Ways to Reach Out and Help

– Restaurant gift cards

– Nonprofit donations

If you haven’t heard back from someone in a few days, remember that the family is dealing with an unprecedented situation that may have a lot of delays, especially if the funeral home is overwhelmed. Adding a “no acknowledgment necessary” to the end of your card or letter will take the burden off the family to respond in a timely manner.

Sending flowers or gifts isn’t a substitute for human companionship, but it is a way to show that you care, even if you can’t be there in person. “We’re lucky that there’s a lot of things you can send people who are grieving,” Chung says. “I’m sending stuff to my mom. That’s all I can do, is send her things.”

No matter what you decide to send, Post says it’s important to clear it with the family first. Are they comfortable with homemade food, and if you bring it over, will you find it hard to resist leaning in for a hug? Would they feel more comfortable with gift cards or delivery? It’s more helpful to offer something specific that they can accept or decline.

“You’re not making them work to come up with something,” says Post. This advice also applies if someone you know has recently contracted Covid-19. “If I called them, I would say explicitly that you don’t expect to hear back from them and you want to let them know you’re wishing them well right now,” Post says.

Alone, Together

Robinson and Holmes noted that many families are opting to wait to hold a memorial service until the family can be together.

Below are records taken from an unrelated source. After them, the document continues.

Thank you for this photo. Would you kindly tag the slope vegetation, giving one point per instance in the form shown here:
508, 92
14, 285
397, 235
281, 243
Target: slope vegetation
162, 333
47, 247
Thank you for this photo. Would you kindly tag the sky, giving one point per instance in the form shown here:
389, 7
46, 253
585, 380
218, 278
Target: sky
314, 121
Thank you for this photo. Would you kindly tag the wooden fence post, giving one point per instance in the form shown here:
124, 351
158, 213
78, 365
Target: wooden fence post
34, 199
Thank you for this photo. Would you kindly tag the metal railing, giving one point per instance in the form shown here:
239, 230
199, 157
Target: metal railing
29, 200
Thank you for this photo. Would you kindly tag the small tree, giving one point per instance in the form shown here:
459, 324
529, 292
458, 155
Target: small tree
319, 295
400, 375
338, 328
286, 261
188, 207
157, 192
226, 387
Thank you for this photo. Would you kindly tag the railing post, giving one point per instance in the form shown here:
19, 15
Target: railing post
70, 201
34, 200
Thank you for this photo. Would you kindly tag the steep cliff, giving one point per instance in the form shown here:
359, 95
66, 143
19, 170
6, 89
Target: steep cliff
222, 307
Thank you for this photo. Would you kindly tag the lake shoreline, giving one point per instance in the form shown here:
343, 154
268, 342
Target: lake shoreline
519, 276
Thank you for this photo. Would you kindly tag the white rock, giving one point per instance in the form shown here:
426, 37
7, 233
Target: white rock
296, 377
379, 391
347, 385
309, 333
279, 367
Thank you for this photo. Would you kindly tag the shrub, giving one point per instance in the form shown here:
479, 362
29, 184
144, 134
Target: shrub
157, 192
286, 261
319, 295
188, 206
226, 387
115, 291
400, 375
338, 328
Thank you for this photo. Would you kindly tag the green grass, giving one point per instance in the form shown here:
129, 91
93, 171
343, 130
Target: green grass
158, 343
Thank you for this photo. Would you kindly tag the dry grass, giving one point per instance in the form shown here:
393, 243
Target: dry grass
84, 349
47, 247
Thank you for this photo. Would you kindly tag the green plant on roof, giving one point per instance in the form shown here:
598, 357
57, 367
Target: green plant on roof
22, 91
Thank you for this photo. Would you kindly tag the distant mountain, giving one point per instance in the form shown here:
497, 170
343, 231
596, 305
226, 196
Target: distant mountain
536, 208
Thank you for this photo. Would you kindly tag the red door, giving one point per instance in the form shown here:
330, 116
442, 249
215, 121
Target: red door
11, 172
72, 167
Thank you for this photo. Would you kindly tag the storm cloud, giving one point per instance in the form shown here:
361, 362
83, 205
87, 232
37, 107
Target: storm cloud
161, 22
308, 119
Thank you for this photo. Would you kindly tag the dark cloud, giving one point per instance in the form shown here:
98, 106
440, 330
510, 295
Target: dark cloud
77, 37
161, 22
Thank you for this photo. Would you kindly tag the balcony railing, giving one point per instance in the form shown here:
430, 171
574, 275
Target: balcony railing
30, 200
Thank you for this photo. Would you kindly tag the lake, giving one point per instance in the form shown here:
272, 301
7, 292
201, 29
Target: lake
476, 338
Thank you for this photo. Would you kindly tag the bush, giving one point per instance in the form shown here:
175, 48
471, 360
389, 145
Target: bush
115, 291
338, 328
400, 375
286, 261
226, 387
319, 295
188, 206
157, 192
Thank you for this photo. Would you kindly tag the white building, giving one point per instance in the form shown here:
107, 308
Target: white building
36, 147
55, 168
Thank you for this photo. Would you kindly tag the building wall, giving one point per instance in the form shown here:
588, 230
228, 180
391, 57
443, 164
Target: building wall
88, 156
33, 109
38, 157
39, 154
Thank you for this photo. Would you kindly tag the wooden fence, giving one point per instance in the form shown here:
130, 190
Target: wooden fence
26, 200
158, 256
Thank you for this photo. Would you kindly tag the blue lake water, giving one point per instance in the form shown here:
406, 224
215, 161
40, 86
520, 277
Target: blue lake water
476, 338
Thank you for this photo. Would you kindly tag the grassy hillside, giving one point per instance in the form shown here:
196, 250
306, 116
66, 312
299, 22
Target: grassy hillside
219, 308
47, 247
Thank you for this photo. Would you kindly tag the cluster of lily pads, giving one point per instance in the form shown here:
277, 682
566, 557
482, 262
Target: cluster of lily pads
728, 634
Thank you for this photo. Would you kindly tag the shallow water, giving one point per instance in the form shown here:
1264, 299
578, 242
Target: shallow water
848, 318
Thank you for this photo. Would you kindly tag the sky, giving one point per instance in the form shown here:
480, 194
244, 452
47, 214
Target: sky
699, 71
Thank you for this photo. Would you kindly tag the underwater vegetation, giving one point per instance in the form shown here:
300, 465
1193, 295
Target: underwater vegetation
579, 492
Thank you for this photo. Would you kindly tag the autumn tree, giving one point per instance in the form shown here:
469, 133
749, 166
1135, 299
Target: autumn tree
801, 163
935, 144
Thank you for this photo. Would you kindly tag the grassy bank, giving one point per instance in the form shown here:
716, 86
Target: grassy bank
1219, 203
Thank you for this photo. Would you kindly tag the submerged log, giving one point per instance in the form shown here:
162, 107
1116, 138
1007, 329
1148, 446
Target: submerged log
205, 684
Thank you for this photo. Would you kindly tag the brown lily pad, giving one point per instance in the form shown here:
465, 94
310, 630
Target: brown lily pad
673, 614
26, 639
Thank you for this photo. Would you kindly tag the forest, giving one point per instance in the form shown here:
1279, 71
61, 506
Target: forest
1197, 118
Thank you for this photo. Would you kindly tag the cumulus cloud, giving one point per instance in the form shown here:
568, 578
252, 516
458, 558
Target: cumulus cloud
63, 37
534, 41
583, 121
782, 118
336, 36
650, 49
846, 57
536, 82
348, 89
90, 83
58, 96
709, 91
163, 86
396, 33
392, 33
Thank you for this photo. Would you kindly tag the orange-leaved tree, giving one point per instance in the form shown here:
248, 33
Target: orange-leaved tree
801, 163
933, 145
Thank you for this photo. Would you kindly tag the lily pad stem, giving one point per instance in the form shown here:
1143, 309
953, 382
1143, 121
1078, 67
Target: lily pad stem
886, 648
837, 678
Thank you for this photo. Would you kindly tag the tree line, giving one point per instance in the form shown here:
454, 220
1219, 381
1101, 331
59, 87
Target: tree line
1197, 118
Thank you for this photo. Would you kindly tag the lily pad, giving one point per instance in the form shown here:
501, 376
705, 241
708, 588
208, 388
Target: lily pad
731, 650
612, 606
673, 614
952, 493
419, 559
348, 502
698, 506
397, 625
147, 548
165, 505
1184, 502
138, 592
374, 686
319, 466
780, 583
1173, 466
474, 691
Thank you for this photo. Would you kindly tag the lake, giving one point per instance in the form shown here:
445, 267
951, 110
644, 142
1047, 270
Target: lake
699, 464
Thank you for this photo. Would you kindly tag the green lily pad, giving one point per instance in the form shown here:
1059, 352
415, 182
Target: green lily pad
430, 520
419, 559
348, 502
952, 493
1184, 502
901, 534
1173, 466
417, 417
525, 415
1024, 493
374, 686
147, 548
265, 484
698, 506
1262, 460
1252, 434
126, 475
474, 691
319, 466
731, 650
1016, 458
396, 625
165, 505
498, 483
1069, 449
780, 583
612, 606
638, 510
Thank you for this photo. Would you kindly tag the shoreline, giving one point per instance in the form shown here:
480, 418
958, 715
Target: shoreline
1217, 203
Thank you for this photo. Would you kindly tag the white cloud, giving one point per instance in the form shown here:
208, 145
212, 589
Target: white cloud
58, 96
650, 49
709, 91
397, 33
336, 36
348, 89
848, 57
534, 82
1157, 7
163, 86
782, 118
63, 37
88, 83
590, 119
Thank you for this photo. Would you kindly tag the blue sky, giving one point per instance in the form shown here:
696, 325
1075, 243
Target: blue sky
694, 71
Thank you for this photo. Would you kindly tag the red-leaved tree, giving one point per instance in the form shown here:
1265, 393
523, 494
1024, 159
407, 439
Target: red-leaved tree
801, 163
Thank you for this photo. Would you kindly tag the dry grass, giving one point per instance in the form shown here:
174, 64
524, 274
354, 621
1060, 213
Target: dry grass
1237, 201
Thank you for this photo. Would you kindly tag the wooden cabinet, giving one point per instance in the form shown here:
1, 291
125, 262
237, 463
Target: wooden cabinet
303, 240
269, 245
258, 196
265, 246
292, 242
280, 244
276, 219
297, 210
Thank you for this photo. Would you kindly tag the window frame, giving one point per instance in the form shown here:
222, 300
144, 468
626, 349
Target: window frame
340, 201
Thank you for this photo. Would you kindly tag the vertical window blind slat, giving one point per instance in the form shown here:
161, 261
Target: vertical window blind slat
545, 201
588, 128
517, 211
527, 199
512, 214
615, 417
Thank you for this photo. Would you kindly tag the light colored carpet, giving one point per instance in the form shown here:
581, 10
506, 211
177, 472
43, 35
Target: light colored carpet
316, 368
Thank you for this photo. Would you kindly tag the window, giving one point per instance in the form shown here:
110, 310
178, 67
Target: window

“The biggest thing is just companionship,” Chung says. “That’s just not feasible right now. It feels like we’re in this holding pattern.”

But in one respect, people may have never been more open to the idea of reaching out. We may be all separated, but right now, we can all deeply relate to loss.

“That’s been really strange,” Chung says. “I remember when my father died, the world just kept going on. And in this case, we’re having this giant collective moment of crisis. It doesn’t make me feel better at all, but I do have a keen sense of not being the only one.”